Parallel Discrete Event Simulation (PDES) is the parallel simulation of physical systems that may be modeled as a series of discrete events. Such events are fine-grained and often interdependent, which poses a challenge for efficient parallel simulators. An often-employed technique for uncovering parallelism in PDES is the optimistic execution of events without regard for causality constraints. Such protocols are called optimistic protocols. Perhaps the most well-known optimistic protocol, Time Warp, aggressively executes events, rolling back to a previous state and redoing computation when a violation of causality is detected. Because violations of causality represent the primary source of inefficiency in Time Warp simulations, substantial research in the field of PDES has focused on techniques for controlling optimism and reducing rollbacks. This work extends that research to achieve optimism control by means of Dynamic Voltage and Frequency Scaling (DVFS), a power management feature found in modern microprocessors.
This thesis examines the application of DVFS-based techniques to optimistic PDES simulations in order
to decrease simulation execution runtimes and power consumption.

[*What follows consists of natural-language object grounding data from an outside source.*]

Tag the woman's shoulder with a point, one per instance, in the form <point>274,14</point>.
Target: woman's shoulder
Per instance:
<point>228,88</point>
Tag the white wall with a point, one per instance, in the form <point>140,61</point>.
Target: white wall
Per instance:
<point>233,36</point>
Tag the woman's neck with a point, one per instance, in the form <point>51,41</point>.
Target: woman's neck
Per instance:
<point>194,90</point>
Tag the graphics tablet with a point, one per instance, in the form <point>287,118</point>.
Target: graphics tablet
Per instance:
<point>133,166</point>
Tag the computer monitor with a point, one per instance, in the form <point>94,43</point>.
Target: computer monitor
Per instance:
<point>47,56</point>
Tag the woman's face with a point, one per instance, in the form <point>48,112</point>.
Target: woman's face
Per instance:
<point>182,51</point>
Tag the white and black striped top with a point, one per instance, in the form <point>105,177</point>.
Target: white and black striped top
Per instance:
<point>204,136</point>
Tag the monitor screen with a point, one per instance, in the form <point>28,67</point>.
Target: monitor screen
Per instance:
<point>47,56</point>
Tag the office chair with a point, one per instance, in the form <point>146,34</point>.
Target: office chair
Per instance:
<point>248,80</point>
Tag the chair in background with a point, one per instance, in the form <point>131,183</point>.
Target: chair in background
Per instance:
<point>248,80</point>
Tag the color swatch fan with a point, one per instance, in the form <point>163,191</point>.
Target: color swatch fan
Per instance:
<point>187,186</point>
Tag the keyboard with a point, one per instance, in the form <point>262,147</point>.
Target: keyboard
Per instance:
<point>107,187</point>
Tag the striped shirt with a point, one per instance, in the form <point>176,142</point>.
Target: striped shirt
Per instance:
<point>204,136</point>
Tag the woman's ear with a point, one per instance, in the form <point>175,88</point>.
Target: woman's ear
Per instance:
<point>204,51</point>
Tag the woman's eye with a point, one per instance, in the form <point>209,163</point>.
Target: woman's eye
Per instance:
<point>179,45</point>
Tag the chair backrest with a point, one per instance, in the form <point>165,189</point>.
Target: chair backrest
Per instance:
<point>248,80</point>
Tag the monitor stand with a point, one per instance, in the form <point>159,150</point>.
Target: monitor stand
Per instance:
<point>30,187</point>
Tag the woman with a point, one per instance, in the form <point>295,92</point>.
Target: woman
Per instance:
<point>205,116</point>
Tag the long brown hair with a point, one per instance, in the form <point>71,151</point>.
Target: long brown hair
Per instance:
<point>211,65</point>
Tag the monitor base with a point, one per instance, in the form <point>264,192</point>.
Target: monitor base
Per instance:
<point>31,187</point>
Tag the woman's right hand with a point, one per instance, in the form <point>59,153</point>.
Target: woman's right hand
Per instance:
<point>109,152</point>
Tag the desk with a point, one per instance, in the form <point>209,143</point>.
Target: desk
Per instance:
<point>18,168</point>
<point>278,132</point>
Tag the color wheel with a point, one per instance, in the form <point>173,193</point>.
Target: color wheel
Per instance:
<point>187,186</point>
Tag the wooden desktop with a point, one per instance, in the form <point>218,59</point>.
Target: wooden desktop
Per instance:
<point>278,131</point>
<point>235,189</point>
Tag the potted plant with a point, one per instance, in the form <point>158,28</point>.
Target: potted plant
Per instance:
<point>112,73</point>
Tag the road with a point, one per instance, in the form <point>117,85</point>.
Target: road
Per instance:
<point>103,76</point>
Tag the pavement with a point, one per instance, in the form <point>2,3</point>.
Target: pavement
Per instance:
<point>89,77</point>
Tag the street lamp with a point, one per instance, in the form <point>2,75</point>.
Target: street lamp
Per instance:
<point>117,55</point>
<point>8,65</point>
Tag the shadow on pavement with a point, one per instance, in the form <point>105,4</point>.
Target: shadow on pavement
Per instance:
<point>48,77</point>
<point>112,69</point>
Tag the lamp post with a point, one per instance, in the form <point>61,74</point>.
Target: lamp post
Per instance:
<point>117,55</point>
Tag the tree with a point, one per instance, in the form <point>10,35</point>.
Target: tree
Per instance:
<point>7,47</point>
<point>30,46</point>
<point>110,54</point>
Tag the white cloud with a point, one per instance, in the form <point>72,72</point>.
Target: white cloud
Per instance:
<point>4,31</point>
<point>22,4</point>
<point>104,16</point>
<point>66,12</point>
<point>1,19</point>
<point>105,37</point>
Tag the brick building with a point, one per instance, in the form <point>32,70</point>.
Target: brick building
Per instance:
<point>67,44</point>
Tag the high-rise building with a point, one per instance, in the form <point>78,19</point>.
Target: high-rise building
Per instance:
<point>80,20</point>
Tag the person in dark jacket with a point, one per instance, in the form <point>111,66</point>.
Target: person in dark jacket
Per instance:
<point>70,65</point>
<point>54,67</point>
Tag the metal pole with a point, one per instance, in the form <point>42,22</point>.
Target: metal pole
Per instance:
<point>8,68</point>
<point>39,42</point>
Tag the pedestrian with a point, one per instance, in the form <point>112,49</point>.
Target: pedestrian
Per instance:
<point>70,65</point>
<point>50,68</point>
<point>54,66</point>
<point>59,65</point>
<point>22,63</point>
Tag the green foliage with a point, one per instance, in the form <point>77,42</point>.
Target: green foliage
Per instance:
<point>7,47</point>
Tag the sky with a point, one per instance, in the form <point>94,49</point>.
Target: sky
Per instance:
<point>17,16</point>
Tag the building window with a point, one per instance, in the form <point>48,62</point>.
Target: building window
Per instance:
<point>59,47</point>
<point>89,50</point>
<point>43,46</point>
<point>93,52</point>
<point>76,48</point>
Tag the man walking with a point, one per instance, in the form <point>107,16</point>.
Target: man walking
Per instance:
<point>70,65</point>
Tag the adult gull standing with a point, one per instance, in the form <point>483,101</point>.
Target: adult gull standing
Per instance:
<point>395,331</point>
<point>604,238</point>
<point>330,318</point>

Adaptive protocols for optimistic PDES simulations are reviewed, as are existing DVFS-based techniques for power management and performance enhancement. A new adaptive optimism control protocol using DVFS algorithms in TimeWarp is proposed. This protocol is implemented in C++ and tested on two shared memory machines and a 20-node Beowulf cluster. Simulation performance is measured and energy consumption is estimated for each algorithm under several balanced and imbalanced workloads. It is shown that DVFS can be used to significantly reduce performance and power consumption in optimistic PDES simulations.